News about the winner dropped on Friday at 2:30 p.m. The students had voted and the next Algonquin High School mascot will be (cue majestic trumpets): The Titans.

“We are … Titans!” principal Sean Bevan announced in a YouTube video punctuated by a rumble of thunder.

The momentousness of the announcement seemed appropriate for an occasion that has been discussed and debated in the Northborough-Southborough regional school district off-and-on for decades. The yearlong process to replace the Tomahawks involved a student-led committee and culminated in a vote on several proposals for a new name. Those finalists included the Algonquin Eagles, the Algonquin Falcons and even the seasonally intimidating Algonquin Nor’Easters.

Algonquin is the latest in a wave of schools across the state and nation that have made changes to racist school mascots or that are under heightened pressure to do so. Petitions have circulated widely on social media to make name changes, galvanized in part by the Black Lives Matter movement and conversations about racial justice. The Barnstable School Committee voted in September 2020 to retire its Red Raiders mascot and logo. They're now the Red Hawks. The Nashoba Regional School Committee voted to retire the Chieftains logo, in favor of a new mascot, the Wolves. Braintree’s Wamps and Winchester’s Sachems have also come into question, while in Agawam the city council voted unanimously to keep its school nickname, the Brownies, and its logo — a caricature of a Native American.

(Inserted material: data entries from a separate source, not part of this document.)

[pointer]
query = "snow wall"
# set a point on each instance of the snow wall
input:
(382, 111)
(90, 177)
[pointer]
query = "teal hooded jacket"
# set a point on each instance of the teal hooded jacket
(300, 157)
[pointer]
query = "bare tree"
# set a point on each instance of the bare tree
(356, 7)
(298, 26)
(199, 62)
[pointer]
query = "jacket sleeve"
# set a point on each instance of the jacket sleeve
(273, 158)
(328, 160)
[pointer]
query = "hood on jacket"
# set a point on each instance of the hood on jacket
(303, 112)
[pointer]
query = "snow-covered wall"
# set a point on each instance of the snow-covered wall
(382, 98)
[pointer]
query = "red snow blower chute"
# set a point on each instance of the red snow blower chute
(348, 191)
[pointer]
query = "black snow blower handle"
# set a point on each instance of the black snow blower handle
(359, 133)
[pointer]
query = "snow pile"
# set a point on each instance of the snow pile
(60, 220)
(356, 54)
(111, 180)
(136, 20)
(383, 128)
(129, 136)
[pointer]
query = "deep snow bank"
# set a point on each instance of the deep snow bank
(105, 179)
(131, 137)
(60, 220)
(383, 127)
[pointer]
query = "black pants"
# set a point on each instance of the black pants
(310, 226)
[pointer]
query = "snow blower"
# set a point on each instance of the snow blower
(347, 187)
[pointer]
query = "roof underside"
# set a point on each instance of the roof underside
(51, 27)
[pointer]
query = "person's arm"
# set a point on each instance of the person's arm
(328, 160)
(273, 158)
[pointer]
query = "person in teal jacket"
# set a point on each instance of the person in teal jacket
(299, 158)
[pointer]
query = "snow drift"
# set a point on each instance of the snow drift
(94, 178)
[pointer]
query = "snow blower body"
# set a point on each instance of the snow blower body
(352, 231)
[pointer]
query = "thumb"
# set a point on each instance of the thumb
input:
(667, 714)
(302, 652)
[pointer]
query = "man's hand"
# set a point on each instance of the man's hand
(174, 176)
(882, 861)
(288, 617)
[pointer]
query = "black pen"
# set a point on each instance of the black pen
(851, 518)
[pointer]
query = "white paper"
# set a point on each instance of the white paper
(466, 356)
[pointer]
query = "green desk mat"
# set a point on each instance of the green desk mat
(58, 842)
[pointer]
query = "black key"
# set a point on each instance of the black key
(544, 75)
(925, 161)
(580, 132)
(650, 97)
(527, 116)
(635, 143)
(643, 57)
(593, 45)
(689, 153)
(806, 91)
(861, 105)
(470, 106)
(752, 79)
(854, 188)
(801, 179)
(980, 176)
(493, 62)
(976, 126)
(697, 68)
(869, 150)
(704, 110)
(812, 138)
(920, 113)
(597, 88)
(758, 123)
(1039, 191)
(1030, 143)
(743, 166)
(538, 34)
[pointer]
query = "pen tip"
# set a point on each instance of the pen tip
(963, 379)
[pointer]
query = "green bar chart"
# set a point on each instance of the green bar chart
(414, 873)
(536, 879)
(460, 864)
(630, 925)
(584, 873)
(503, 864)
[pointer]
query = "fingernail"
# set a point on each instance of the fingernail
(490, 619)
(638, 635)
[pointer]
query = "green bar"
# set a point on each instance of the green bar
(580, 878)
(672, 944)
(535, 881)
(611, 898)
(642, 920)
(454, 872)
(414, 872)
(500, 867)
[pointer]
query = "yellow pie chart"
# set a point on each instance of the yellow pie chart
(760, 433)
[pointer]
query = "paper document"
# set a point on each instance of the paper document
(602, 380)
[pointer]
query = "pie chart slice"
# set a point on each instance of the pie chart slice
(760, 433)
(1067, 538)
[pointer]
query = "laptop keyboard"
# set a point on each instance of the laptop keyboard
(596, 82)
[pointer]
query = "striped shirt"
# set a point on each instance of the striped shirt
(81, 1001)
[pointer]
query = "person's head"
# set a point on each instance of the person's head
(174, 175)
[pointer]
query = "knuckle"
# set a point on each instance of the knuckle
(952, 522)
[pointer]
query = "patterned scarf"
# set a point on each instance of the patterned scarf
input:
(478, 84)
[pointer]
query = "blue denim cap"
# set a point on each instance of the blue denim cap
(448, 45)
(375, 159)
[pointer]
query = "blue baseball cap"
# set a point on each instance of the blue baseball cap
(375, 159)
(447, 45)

Algonquin Regional High School is a Central Massachusetts school home to about 1,400 students from the suburban towns of Northborough and Southborough. Just a tiny fraction of students at the school identify as Native American; more than 70 percent of its students are white, followed by 13 percent Asian, 8 percent Hispanic and 2 percent African American.

In the summer of 2020, just months after George Floyd was killed by police in Minnesota, a student group at the high school circulated a Change.org petition calling for a change to the name of the school and the tomahawk mascot. It currently has more than 5,400 signatures.

“The Algonquin name in conjunction with the Tomahawk mascot — which is an ax-like weapon — perpetuate racist stereotypes, classifying Natives as violent and barbaric,” the petition said. “Since Algonquin Regional High School’s conception in 1959, racist attire, chants and behavior have been commonplace — disguised as school pride and excused as an attempt to honor Native people. This racism is unacceptable.”

It ultimately resulted in a unanimous vote by the school committee to retire the Tomahawk mascot, although not the name of the school. That decision was based on several factors, including a longstanding request for a name change from the Nipmuc Nation tribe.

Efforts by GBH News to reach the Nipmuc Nation’s tribal council on Friday were unsuccessful.

Local leaders also created a Renaming Study Group that would recommend to the superintendent and school committee new mascot names and allow students at the high school to vote on the winner.

The voting opened last month, when five teams of students pitched mascot ideas on YouTube, outlining the benefits of each. Some students worked on the project as part of a Social Media and Marketing class or a Sports Entertainment and Marketing course. Student were also encouraged to follow the process on the school's Instagram account.

The school did not announce a final tally in the voting. But the announcement was made in a preproduced video offering sweeping aerial footage of the campus, students vignettes and scenes from sporting events and theater productions. Students touted the Titans as symbols of human strength and intellect. There's also no other team named Titan in the state, they said.

Students “helped us reshape our mascot’s image around our school’s values, which include strength, excellence and achievement,” principal Bevan said. “But above all, they're designed to achieve a sense of unity.”

In Greek mythology, Titans are the children of the Uranus and Gaia, the gods of heaven and earth, as well as their descendants.

“I'm on the robotics team, and that's sort of like sports in the way that we use mascots to identify us,” one student said in the video. “I think once the school has its own mascot, it'll help connect everyone.”

“It’s a new era for our sports teams,” said another student. The new name, he said, will only make the school's fan base bigger and stronger.

GBH Intern Olivia Marble contributed to this story.